A prediction of the ApnU molecular structure, via the Alphafold2 program

Feb 12, 2025

Adapted from a post on UCLA Department of Chemistry and Biochemistry

A research team led by Yi Tang, who holds the Ralph M. Parsons Foundation Chair in Chemical Engineering at the UCLA Samueli School of Engineering, has discovered a new type of metal-containing enzyme from a natural fungus that can perform surprising halogenation reactions on organic molecules. 

Published in Nature, the study represents a four-year effort by chemical and biomolecular engineering graduate student Chen-Yu “Yorick” Chiang and research scientist Masao Ohashi. 

In addition to Tang, who is a professor of chemical and biomolecular engineering and bioengineering at UCLA Samueli, the research team also comprises multiple professors in the Department of Chemistry and Biochemistry where Tang holds a faculty appointment, including Joseph Loo, Ken Houk and Jose Rodriguez. Additional collaborators are Yisong “Alex” Guo at Carnegie Mellon University and Shabnam Hematian from the University of North Carolina at Greensboro.

The halogenation reaction, which involves the replacement of a carbon-hydrogen bond with a carbon-halogen bond in organic molecules, is an important synthetic transformation —particularly in the pharmaceutical industry. Adding a functional group of halogen substituents to molecules can dramatically improve their physical and pharmacological properties, as well as providing a reaction handle that can enable further modification. While many synthetic halogenation reagents have been developed, selectively introducing a halogen at the least reactive position as this enzyme does is remarkably difficult.

Halogenases — enzymes that replace carbon-hydrogen bonds with carbon-halogen bonds — have evolved in nature, but the known enzyme family uses iron as a reactive center to achieve halogenation.
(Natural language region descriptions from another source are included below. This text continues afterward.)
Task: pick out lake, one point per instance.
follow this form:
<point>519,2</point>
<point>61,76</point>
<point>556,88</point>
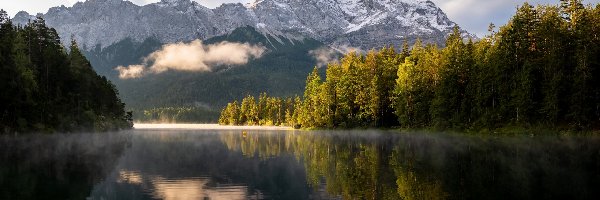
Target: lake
<point>254,163</point>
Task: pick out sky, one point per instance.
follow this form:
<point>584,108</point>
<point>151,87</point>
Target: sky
<point>472,15</point>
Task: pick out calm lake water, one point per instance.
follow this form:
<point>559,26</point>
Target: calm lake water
<point>287,164</point>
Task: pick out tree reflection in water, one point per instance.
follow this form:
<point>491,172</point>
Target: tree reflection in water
<point>362,165</point>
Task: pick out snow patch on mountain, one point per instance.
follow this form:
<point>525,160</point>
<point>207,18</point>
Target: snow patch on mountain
<point>359,23</point>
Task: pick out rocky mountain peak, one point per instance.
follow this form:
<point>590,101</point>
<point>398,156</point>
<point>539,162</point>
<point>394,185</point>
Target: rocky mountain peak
<point>363,24</point>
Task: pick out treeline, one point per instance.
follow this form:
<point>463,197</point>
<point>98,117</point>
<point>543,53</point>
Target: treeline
<point>267,111</point>
<point>541,69</point>
<point>178,115</point>
<point>47,87</point>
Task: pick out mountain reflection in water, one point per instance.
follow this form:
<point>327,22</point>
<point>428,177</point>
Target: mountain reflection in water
<point>288,164</point>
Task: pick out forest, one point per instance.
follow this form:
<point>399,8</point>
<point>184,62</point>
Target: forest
<point>540,69</point>
<point>47,87</point>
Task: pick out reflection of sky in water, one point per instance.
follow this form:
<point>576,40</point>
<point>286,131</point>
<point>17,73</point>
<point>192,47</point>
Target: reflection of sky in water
<point>182,189</point>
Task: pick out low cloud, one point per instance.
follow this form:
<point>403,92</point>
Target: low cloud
<point>192,57</point>
<point>326,55</point>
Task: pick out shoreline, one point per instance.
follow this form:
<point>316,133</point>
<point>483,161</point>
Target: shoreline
<point>143,126</point>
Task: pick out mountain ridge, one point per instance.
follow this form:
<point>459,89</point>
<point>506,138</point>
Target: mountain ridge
<point>363,24</point>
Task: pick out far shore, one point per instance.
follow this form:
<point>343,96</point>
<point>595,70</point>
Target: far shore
<point>207,127</point>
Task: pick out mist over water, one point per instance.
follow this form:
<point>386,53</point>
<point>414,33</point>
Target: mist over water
<point>288,164</point>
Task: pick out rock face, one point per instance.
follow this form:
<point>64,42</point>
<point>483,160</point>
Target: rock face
<point>362,24</point>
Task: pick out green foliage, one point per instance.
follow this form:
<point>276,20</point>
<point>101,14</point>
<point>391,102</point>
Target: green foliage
<point>268,111</point>
<point>281,71</point>
<point>177,115</point>
<point>542,68</point>
<point>47,88</point>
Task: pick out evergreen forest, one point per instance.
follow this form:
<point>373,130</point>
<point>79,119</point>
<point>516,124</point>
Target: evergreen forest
<point>541,69</point>
<point>47,87</point>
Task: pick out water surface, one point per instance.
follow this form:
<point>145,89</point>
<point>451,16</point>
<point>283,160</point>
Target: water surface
<point>218,163</point>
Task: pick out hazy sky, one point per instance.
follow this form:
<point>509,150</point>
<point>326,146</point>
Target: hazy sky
<point>472,15</point>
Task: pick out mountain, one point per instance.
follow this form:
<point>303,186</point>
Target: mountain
<point>281,71</point>
<point>363,24</point>
<point>117,32</point>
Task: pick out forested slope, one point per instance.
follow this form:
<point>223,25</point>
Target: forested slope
<point>541,69</point>
<point>47,87</point>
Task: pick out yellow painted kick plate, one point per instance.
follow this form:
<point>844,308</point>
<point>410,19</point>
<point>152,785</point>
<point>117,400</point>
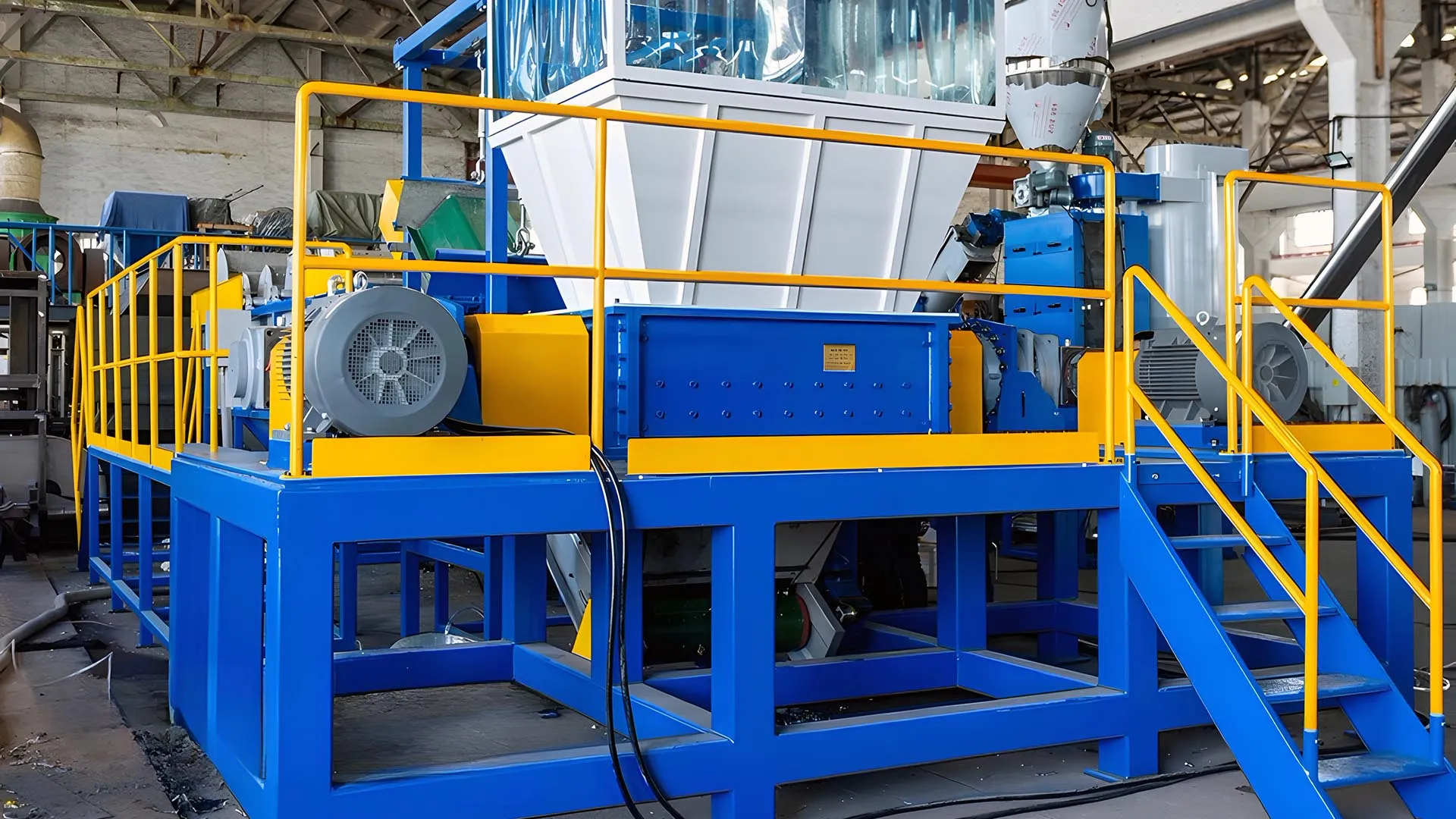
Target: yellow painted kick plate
<point>1329,438</point>
<point>811,453</point>
<point>449,455</point>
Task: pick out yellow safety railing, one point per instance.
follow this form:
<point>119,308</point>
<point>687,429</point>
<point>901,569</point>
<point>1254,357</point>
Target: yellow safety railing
<point>1258,290</point>
<point>1315,479</point>
<point>108,416</point>
<point>79,422</point>
<point>1241,438</point>
<point>599,271</point>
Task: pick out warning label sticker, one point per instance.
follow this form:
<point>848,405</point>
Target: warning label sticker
<point>839,357</point>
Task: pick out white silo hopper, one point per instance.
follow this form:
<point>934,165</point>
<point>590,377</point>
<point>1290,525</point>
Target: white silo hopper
<point>696,200</point>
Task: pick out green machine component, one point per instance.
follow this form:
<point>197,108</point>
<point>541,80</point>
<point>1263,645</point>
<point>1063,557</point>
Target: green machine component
<point>677,624</point>
<point>456,223</point>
The reaction scope is therefore limited to substrates that can coordinate with the iron. The new enzyme class uses copper, which will greatly expand the scope of enzymatic halogenations.
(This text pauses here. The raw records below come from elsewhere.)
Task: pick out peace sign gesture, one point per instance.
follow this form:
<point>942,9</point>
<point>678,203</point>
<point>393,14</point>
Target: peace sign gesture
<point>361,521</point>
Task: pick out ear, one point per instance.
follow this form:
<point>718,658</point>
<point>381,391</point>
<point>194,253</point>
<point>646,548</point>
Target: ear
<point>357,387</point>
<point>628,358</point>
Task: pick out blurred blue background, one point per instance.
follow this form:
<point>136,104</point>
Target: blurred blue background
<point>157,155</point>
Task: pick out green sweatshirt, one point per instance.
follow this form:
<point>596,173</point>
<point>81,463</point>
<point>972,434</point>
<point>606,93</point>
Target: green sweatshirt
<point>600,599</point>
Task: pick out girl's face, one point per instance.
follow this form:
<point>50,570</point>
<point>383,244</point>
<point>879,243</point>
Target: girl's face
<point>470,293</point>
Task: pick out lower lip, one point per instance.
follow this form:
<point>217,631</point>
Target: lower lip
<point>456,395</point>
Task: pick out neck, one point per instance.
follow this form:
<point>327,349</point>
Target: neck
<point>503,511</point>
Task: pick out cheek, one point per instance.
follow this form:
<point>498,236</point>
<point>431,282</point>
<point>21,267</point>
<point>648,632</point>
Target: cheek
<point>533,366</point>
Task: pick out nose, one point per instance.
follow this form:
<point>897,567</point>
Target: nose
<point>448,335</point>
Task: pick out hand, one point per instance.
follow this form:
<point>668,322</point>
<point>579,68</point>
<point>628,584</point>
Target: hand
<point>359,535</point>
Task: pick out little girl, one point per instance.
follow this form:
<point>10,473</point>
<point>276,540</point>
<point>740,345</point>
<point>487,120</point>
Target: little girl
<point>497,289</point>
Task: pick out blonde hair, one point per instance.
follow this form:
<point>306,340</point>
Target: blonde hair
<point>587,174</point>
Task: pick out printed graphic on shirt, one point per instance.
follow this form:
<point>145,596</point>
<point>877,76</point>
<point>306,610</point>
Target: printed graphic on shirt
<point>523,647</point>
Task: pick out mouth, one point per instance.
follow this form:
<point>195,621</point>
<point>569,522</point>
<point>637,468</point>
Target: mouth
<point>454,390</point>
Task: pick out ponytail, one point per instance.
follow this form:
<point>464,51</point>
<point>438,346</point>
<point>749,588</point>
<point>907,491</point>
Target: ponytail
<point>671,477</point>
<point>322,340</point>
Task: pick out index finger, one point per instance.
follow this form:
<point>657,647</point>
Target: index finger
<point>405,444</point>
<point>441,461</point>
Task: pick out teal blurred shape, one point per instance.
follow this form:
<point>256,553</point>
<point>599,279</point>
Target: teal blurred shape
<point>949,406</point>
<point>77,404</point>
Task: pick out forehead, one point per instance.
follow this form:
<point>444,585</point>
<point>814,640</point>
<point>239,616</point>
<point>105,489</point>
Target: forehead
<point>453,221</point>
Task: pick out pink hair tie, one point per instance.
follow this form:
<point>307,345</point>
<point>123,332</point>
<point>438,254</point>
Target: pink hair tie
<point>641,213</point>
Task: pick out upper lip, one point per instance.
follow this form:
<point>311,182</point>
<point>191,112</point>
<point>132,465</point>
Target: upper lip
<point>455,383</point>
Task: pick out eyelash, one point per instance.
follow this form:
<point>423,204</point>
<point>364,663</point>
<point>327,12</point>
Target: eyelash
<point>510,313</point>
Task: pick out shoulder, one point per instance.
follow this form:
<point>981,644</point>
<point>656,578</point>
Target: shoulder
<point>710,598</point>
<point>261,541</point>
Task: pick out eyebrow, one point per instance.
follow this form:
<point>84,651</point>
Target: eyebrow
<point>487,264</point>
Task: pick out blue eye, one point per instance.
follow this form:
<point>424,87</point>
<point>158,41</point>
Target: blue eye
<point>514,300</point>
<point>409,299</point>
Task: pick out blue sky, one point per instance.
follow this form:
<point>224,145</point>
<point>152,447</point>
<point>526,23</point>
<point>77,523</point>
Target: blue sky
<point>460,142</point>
The researchers focused on halogen-containing molecules produced by microorganisms in order to find new halogenases. The team identified atpenin A5, a potent antifungal molecule which has two carbon-chlorine bonds at inactivated carbon atoms. By identifying enzymes in the biosynthetic pathway, a protein previously labeled “domain of unknown function (DUF) 3328” was implicated in the halogenation reaction. The authors used AlphaFold, an artificial-intelligence-based protein structure prediction tool, to identify a potential metal binding site that is different from known enzymes. Different characterization techniques, including mass spectrometry, electron paramagnetic resonance and biochemical assays showed that the enzyme binds two copper atoms to catalyze the halogenation reaction with high efficiency. The use of a copper center in an enzyme to perform halogenation is unprecedented in nature.

Utilizing the discovery of the copper-dependent enzyme, Tang’s lab has developed enzymatic halogenation reactions that were not possible with the iron-based halogenases. For example, the enzyme is able to perform iodination of an inactivated carbon-hydrogen bond that has not been demonstrated by enzymes. This is due to the compatibility in electrical properties between copper and iodide, which do not apply to iron. Capitalizing on the unique property of the enzyme’s copper center, other useful functional groups such as thiocyanate and selenocyanate could also be selectively incorporated into the substrate molecule.

“This discovery showed new enzymes with unprecedented properties and catalytic powers can be discovered from nature,” Tang said. “These enzymes perform reactions that are highly challenging by synthetic methods, and can therefore be useful tools for modifying or constructing molecules.”

Further research has since shown such copper-dependent enzymes are widely found in nature, and mostly catalyze unknown reactions. Tang’s research team is now exploring functions of these previously cryptic enzymes to understand their potentials as biocatalysts.

Additional authors on the paper are graduate students Jessie Le and Qingyang Zhou, postdoctoral scholars Panpan Chen and Undramaa Bat-Erdene, and Songrong Qu, an undergraduate student who graduated in 2024. This work was funded by the National Institutes of Health and the U.S. Department of Energy.